Inoltre, l’art. 5 del D.P.R 513/97 ha esteso al documento informatico,
sottoscritto con firma digitale, l’efficacia di scrittura privata, ai sensi
dell’art. 2702 del codice civile; ha esteso, inoltre, al documento informatico
l’efficacia probatoria, prevista dall’art. 2712 c.c., per le riproduzioni
meccaniche e ha consentito l’uso del documento informatico per la tenuta delle
scritture contabili previste dall’art. 2214 del c.c.-
Con riferimento al trattamento sanzionatorio applicabile in caso di violazione
dell’art. 491 bis, occorrerà fare riferimento alla disciplina prevista dal capo
III del codice penale in tema di falsità in atti, che prevede pene di entità
diversa a seconda della gravità e dell’oggetto della violazione.
La difficoltà di contenere nell’ambito dell’art. 640 c.p. – che prevede il
reato di truffa – le analoghe violazioni di carattere “informatico”, ha indotto
il legislatore a ritenere la necessità di creare una nuova fattispecie di
reato, definito “frode informatica”, nella quale la comune condotta di
artificio e raggiro è più specificamente integrata dall’alterazione di un
sistema informatico o telematico.
La legge 547/93, infatti, ha introdotto l’art.640 ter codice penale il quale
espressamente prevede: “chiunque, alterando in qualsiasi modo il funzionamento
di un sistema informatico o telematico o intervenendo senza diritto con
qualsiasi modalità su dati, informazioni o programmi contenuti in un sistema
informatico o telematico o ad esso pertinenti, procura a sé o ad altri un
ingiusto profitto con altrui danno, è punito con la reclusione da sei mesi a
tre anni e con la multa dal € 51 a € 1.032”. La pena prevista dal 1° comma
dell’art. 640 ter è aumentata da uno a cinque anni di reclusione e da € 309 a €
1.549 se il fatto è commesso in danno dello Stato o di altro ente pubblico,
ovvero se il fatto è commesso con abuso della qualità di operatore del
sistema..
Nel reato di frode informatica l’azione ingannevole, oggetto del reato, è
attuata mediante la manipolazione dei sistemi informatici (hardware e
software), alterandone o guidandone il funzionamento, al fine di raggiungere un
profitto illecito e, in ogni caso, finalità diverse da quelle volute dal
legittimo titolare del sistema e all’insaputa di questi. Intatti, la
fattispecie in esame tende a tutelare la libertà negoziale, garantendo che
ciascuno possa determinarsi liberamente nel compiere un atto di disposizione
del proprio patrimonio e non perché vi sia stato indotto con l’inganno.
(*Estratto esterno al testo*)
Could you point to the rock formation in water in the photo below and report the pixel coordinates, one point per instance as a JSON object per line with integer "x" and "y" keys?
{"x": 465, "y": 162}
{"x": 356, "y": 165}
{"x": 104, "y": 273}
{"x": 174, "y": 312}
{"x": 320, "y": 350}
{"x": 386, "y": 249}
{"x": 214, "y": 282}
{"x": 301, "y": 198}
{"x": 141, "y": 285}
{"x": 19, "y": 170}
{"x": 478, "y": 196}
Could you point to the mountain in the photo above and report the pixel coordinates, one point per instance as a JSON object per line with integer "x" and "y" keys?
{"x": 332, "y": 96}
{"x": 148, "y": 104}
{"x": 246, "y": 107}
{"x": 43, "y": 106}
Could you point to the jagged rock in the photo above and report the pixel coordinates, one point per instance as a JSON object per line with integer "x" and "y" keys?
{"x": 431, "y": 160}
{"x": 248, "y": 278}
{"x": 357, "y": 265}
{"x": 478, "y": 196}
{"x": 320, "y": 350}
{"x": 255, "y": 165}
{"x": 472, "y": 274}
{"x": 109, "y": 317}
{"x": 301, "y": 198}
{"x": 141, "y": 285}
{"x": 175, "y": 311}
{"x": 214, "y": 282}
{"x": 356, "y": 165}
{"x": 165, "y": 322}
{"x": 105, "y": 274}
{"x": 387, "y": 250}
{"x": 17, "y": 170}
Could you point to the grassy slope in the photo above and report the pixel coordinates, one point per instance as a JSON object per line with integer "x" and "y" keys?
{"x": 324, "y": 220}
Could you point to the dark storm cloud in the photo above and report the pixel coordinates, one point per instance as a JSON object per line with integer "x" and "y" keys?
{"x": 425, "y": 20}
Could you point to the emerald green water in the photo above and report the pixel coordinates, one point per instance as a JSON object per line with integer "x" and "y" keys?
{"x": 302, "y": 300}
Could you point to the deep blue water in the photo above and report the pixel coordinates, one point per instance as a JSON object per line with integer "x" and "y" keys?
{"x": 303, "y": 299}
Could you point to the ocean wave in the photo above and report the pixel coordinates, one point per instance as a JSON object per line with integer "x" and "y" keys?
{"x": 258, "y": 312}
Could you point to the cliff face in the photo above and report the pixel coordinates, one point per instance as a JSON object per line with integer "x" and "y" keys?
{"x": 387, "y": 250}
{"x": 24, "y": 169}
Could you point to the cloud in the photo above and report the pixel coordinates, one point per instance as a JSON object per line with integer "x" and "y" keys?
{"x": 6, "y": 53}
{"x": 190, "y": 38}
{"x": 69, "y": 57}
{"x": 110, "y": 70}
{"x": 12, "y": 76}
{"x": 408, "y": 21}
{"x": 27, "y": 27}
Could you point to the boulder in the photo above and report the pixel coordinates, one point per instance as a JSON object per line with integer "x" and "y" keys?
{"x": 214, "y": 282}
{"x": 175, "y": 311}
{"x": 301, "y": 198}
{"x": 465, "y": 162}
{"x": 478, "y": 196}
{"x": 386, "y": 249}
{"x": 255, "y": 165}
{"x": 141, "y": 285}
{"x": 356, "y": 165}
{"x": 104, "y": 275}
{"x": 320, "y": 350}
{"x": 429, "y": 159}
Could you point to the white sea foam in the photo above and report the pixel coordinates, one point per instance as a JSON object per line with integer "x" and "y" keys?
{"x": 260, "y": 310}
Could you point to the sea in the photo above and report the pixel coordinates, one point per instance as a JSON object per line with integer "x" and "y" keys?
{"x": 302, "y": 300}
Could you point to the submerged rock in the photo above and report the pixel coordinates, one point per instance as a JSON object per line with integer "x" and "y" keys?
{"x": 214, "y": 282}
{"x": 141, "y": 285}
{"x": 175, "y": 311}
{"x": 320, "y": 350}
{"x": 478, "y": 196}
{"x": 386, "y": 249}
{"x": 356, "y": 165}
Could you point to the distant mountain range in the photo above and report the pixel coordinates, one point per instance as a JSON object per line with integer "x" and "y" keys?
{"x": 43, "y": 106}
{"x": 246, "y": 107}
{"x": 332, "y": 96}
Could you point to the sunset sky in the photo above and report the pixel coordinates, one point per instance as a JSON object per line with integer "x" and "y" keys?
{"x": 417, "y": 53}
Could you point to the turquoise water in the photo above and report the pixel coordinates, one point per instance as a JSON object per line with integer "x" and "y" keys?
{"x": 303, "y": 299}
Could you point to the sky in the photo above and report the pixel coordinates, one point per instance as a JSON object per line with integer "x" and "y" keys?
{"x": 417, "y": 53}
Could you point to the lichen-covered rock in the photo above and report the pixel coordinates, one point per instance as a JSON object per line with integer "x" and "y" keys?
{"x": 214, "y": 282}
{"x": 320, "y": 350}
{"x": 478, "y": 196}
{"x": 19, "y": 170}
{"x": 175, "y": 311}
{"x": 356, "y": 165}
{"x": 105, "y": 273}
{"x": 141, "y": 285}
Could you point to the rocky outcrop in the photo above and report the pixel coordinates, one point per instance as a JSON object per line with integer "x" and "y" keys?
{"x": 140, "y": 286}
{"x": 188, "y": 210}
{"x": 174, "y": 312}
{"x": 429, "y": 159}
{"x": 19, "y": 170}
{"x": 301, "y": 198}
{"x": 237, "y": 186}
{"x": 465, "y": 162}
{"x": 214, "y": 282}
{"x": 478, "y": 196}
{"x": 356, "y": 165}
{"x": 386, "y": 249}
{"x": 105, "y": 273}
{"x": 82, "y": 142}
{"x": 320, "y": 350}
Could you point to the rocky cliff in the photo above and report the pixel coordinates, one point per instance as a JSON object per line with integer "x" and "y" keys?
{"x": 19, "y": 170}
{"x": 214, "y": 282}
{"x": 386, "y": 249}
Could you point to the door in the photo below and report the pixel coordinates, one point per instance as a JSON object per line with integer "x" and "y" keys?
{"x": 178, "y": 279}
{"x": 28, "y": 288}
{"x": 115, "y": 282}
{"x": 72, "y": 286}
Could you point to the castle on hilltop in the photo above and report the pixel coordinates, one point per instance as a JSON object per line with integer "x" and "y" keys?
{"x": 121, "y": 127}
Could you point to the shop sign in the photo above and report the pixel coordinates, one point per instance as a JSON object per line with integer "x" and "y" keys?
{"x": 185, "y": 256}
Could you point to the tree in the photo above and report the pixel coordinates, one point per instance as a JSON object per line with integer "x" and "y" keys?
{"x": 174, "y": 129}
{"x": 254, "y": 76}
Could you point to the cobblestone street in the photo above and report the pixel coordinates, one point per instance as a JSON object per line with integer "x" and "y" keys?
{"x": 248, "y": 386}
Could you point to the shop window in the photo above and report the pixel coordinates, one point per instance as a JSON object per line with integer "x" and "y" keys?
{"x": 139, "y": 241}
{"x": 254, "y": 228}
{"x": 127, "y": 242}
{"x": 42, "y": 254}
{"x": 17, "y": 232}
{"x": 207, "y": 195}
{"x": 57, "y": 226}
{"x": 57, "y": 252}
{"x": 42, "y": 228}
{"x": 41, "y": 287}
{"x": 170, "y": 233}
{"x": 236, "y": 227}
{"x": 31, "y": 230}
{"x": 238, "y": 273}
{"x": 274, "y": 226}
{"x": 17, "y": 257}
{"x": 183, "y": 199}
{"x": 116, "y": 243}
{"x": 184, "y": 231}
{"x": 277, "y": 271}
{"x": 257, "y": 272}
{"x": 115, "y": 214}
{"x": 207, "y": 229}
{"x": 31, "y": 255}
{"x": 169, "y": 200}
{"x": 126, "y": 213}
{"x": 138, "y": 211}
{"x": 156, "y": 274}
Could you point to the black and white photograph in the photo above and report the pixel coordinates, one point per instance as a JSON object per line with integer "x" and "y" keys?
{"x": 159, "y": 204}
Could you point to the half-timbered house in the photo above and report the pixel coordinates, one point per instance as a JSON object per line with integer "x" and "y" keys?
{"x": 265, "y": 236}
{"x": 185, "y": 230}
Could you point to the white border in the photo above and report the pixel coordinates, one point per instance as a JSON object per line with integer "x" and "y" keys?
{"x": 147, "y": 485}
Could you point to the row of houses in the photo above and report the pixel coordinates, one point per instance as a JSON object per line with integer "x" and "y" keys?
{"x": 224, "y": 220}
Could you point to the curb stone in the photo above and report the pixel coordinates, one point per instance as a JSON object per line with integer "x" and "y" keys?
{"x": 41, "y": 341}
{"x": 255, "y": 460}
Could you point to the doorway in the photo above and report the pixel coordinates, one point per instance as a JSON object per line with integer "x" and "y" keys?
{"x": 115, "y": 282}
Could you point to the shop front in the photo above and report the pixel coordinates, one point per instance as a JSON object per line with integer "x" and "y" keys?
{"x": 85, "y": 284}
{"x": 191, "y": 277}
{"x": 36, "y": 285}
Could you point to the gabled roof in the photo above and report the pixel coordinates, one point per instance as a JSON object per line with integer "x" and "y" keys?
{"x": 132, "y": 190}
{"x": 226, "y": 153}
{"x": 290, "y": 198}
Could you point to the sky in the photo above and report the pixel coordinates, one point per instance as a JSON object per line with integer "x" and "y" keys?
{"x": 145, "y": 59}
Il reato, richiede per la sua realizzazione il dolo generico e deve riferirsi
sia alle modalità della condotta (cosciente e volontaria manipolazione del
sistema), che al perseguimento dell’oggetto materiale, (coscienza e volontà di
perseguire un profitto ingiusto con altrui danno).
Il reato è punibile a querela della persona offesa, così come previsto dal 3°
comma dell’art. 640 ter c.p.
Un caso particolare di frode informatica concerne i sistemi di pagamento
mediante carte di credito o bancomat il quale può realizzarsi mediante
manipolazione o alterazione del software che gestisce il sistema. Tale
fattispecie va debitamente distinta dall’uso indebito di carte di credito o
altri strumenti di pagamento elettronici. Infatti, nell’ipotesi di uso di carte
di credito falsificate o indebitamente sottratte ad altri, trova applicazione
l’art. 12 del D.L. 143/91, ai sensi del quale è punito “chiunque, al fine di
trarne profitto per sé o per altri, indebitamente utilizza, non essendone
titolare, carte di credito o di pagamento, ovvero qualsiasi altro documento
analogo che abiliti al prelievo di danaro contante o all’acquisto di beni o
alla prestazione di servizi” nonché “chi al fine di trarne profitto per sé o
per altri, falsifica o altera carte di credito o di pagamento o qualsiasi altro
documento analogo che abiliti al prelievo di danaro contante o all’acquisto di
beni o alla prestazione di servizi, ovvero possiede, cede o acquisisce tali
carte o documenti di provenienza illecita o comunque falsificati o alterati,
nonché ordini di pagamento prodotti con essi.